I have had people come to me and argue that they are being discriminated against, that they are being penalised and that they are having certain government benefits or access to certain services refused to them because they are exercising their free choice. They say they are being discriminated against because of that. Well, I simply make the point that benefits, like family tax benefit payments, don't fall from the sky. They're the result of a collective effort of Australians paying their taxes, which provide the revenue for these payments. Quite simply, you can't complain about not getting a collective benefit from the Australian people if you're unwilling to take a collective responsibility to the health and welfare of your fellow Australians, and that's what the national vaccine program is all about. It's about taking a collective responsibility to ensure the collective health and welfare of the Australian population.
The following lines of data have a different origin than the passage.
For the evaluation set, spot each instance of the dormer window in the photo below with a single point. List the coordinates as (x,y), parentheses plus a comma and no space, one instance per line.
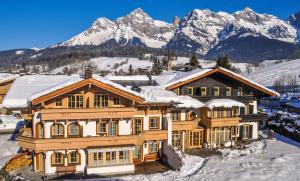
(58,102)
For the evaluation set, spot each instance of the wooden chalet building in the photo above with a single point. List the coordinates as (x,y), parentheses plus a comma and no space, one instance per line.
(93,125)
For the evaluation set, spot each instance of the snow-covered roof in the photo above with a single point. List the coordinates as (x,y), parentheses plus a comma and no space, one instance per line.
(25,86)
(228,103)
(198,72)
(156,94)
(29,87)
(6,76)
(250,81)
(184,76)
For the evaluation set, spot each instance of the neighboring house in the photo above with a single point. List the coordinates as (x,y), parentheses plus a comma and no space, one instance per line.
(230,103)
(93,125)
(5,83)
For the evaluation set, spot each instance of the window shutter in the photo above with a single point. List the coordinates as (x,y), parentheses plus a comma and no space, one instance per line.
(250,131)
(241,131)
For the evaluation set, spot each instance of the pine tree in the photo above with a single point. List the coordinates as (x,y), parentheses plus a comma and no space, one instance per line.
(194,62)
(223,61)
(130,70)
(157,68)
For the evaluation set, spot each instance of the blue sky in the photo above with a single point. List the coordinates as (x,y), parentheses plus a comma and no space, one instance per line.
(40,23)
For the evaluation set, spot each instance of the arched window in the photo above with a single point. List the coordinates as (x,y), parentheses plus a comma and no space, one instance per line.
(73,129)
(57,158)
(74,157)
(198,91)
(57,130)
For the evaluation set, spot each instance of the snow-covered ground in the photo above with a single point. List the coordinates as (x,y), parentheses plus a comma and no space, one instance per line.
(8,148)
(270,71)
(261,160)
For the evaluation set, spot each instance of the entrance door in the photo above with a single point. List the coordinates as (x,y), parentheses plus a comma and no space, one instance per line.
(39,130)
(39,162)
(219,137)
(138,125)
(112,128)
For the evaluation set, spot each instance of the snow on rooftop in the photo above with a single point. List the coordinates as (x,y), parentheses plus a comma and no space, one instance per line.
(181,77)
(25,86)
(29,87)
(157,94)
(252,82)
(7,76)
(228,103)
(184,76)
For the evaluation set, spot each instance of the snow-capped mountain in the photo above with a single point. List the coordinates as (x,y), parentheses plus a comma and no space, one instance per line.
(136,28)
(199,31)
(294,20)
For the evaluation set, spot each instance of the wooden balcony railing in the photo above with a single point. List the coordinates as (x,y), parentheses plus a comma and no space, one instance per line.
(185,125)
(221,122)
(27,142)
(65,114)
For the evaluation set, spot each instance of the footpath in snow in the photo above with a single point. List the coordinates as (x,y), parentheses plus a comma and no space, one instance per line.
(263,160)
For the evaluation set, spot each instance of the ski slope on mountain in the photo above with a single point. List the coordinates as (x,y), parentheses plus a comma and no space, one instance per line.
(270,71)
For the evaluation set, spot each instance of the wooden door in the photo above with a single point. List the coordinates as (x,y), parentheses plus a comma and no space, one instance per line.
(39,130)
(39,162)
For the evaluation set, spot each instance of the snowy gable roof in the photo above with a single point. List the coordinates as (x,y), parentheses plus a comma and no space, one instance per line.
(29,87)
(192,75)
(25,86)
(77,79)
(156,94)
(227,103)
You cannot complain about the denial of a collective benefit if you are unwilling to participate in a collective responsibility.

We are rightly proud of our health system in Australia. We rightly compare ourselves to countries that don't have the benefits that we provide to our citizens. The national vaccination program is a part of it, and it is a responsibility of every member of this House and the other place to take every opportunity that is available to us to point out to the ill-informed objectors that not only are they wrong but using the platform available to them in this place to perpetuate those reckless mistruths is very, very dangerous, indeed. I commend the bill to the House.

Debate adjourned.

Leave granted for second reading debate to resume at a later hour this day.